Room Service

    The following is a telephone exchange between
 a hotel guest and room-service, at a hotel in Asia
 which was recorded and published in the Far East
 Economic Review.

Room Service: Morny. Ruin sorbees.

Guest: Sorry, I thought I dialed room service.

Room Service: Rye...Ruin sorbees...morny! 
              Djewish to odor sunteen?

Guest: Uh...I'd like some bacon and eggs.

Room Service: Ow July den?

Guest: What?

Room Service: Ow July den?...pry, boy, pooch?
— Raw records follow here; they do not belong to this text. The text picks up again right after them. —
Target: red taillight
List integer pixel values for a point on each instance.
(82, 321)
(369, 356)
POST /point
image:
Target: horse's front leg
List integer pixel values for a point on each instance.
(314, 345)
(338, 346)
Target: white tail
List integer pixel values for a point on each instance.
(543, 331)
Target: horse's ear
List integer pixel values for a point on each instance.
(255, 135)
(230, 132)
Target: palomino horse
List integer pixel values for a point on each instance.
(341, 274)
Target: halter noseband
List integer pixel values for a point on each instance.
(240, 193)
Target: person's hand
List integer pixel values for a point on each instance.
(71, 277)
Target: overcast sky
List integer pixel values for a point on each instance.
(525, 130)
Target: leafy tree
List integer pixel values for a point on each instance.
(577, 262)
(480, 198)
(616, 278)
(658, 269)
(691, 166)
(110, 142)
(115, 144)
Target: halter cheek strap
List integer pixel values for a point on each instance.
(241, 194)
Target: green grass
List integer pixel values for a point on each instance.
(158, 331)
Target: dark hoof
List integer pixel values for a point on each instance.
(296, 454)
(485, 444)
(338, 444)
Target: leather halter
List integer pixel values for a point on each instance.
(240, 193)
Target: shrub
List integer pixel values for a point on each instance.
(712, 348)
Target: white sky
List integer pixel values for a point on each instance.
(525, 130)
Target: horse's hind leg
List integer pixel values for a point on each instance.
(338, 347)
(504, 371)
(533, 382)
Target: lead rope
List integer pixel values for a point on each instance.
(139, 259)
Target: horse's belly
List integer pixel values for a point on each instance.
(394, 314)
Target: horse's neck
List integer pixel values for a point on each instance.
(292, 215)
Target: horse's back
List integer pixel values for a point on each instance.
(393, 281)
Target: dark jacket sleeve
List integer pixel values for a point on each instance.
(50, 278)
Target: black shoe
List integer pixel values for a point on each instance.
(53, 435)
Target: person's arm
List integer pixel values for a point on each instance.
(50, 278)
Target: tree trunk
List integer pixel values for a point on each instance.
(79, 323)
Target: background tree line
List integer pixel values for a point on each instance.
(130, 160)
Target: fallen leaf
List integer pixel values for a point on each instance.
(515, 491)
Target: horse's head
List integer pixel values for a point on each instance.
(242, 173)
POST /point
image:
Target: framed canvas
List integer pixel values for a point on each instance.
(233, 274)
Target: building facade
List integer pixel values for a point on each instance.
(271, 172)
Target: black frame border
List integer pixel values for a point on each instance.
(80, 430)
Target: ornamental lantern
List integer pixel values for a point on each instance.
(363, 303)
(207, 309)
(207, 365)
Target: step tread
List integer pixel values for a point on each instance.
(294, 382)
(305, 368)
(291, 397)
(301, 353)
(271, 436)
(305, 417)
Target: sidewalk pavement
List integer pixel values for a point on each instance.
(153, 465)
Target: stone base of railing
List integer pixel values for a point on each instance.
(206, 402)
Guest: Oh, the eggs! How do I like them? Sorry,
       scrambled please.

Room Service: Ow July dee bayhcem...crease?

Guest: Crisp will be fine.

Room Service: Hokay An San tos?

Guest: What?

Room Service: San tos July San tos?

Guest: I don't think so.

Room Service: No? Judo one toes?

Guest: I feel really bad about this, but I don't
       know what Judo one toe means.

Room Service: Toes! Toes!...why djew Don Juan toes?
              Ow bow singlish mopping we bother?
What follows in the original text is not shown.